Last week, my father, who is 90, came to Washington for a reunion of people who worked in the JFK White House. Most of his fellow staffers of 50-plus years ago had passed away or could no longer travel.
My dad, who was also director of the JFK Library, remains, thankfully, very vigorous and still teaches at Harvard, serves on all sorts of boards and engages in numerous volunteer activities. His mind is as sharp as ever.
But he confided to me that he wasn't looking forward to the coming month – to the books and the commentaries and the TV specials. Not only did they bring back the memories of Nov. 22, 1963, but they were often analyses that were destined to be over the top, conspiracy-laden and historically inaccurate.
I, too, have a fear of overdose. I was a 15-year-old kid whose dad worked in the White House. A kid who grew up around Massachusetts politics and who, like so many, was stunned when our principal came over the public address system at Walt Whitman High School in Bethesda, Md., to tell us the president had been shot.
I remember meeting Kennedy as a boy in the '50s, campaigning in 1960, going to that final rally at Boston Garden the night before the election and waiting for what seemed like hours for Kennedy to arrive to give his final speech of the campaign. I remember watching the inauguration at a neighbor's because our parents were in Washington on that snowy day. I even remember my friends in Lexington, Mass., where I grew up, asking me whether I lived in the White House!
Like most Americans of my age, I not only have a clear memory of that Friday, but of the entire weekend. A nation, a world, grieving, glued to their televisions in all the starkness of black and white. Hope shattered, innocence lost, a future uncertain. It was unexplainable, random, surreal.
It was the beginning of a decade of Vietnam, violence on our own streets, more assassinations, growing up as if you had been whip-sawed by events that truly altered our national psyche.
For those who worked in the JFK administration it would, of course, never be the same.

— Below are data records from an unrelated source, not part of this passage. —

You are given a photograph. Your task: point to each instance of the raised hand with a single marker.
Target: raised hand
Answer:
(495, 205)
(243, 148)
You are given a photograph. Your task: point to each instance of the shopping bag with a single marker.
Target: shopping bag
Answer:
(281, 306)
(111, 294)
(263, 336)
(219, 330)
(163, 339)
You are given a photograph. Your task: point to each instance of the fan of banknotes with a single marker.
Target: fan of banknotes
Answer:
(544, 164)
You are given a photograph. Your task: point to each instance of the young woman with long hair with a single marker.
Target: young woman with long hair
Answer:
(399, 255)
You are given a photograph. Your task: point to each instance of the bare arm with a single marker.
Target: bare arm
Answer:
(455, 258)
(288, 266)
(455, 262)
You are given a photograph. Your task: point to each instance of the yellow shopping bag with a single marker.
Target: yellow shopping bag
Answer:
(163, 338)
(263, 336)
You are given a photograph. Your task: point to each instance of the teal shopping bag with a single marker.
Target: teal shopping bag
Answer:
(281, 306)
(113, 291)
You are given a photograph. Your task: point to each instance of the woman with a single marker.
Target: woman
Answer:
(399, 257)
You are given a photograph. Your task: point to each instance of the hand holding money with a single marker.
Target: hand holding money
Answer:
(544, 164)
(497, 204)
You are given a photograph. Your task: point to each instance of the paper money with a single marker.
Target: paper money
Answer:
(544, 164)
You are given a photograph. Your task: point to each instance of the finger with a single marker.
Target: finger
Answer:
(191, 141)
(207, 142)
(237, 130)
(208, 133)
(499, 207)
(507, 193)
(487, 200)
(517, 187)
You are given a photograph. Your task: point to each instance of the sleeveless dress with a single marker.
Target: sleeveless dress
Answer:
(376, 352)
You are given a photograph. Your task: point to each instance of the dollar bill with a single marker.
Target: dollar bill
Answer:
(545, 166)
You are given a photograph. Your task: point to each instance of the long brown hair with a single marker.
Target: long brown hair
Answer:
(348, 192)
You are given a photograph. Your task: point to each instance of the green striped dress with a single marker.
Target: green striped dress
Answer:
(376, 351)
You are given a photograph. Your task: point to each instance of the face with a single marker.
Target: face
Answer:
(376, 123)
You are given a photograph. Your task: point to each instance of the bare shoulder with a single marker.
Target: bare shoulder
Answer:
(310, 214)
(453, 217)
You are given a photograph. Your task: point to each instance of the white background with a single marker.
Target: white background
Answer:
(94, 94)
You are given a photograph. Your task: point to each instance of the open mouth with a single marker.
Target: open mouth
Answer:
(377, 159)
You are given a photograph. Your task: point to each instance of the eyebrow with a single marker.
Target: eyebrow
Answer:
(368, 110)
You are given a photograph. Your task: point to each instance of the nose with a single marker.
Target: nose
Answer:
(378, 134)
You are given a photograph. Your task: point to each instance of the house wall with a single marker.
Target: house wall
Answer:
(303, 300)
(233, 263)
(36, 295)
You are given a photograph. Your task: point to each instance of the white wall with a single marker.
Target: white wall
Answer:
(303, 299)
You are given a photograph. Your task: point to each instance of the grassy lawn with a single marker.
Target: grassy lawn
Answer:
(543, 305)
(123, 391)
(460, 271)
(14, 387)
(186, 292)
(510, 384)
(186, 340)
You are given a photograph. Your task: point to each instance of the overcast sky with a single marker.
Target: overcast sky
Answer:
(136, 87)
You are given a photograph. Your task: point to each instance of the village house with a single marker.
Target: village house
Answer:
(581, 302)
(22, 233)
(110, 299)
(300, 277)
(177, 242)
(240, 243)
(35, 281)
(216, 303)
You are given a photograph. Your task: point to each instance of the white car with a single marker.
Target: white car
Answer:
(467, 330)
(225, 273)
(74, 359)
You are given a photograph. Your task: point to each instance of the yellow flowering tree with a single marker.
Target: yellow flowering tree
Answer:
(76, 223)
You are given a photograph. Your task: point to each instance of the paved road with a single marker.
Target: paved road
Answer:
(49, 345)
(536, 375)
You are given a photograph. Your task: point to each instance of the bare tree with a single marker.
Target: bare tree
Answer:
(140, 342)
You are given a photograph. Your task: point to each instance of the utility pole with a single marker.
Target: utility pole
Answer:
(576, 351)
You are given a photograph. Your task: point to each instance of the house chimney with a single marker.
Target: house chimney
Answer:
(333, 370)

My father was riding in a car during the funeral with the famous reporter Mary McGrory and a number of others when one of Mrs. Kennedy's staff said, "We will never laugh again." My father replied, "We'll laugh again, we will just never be young again." McGrory somehow thought the quote had come from Daniel Patrick Moynihan and reported it in a column. It was an exchange that encapsulated the time so well.
My dad never questioned it or tried to correct it – Pat was his friend and they all felt the same way that day and for the rest of their lives. For many of my generation it was, and always will be, a defining moment in who we are and how we view ourselves and our country. To all of us, it was personal.
Maybe that's why, 50 years later, we find ourselves with a flood of books, articles and TV specials.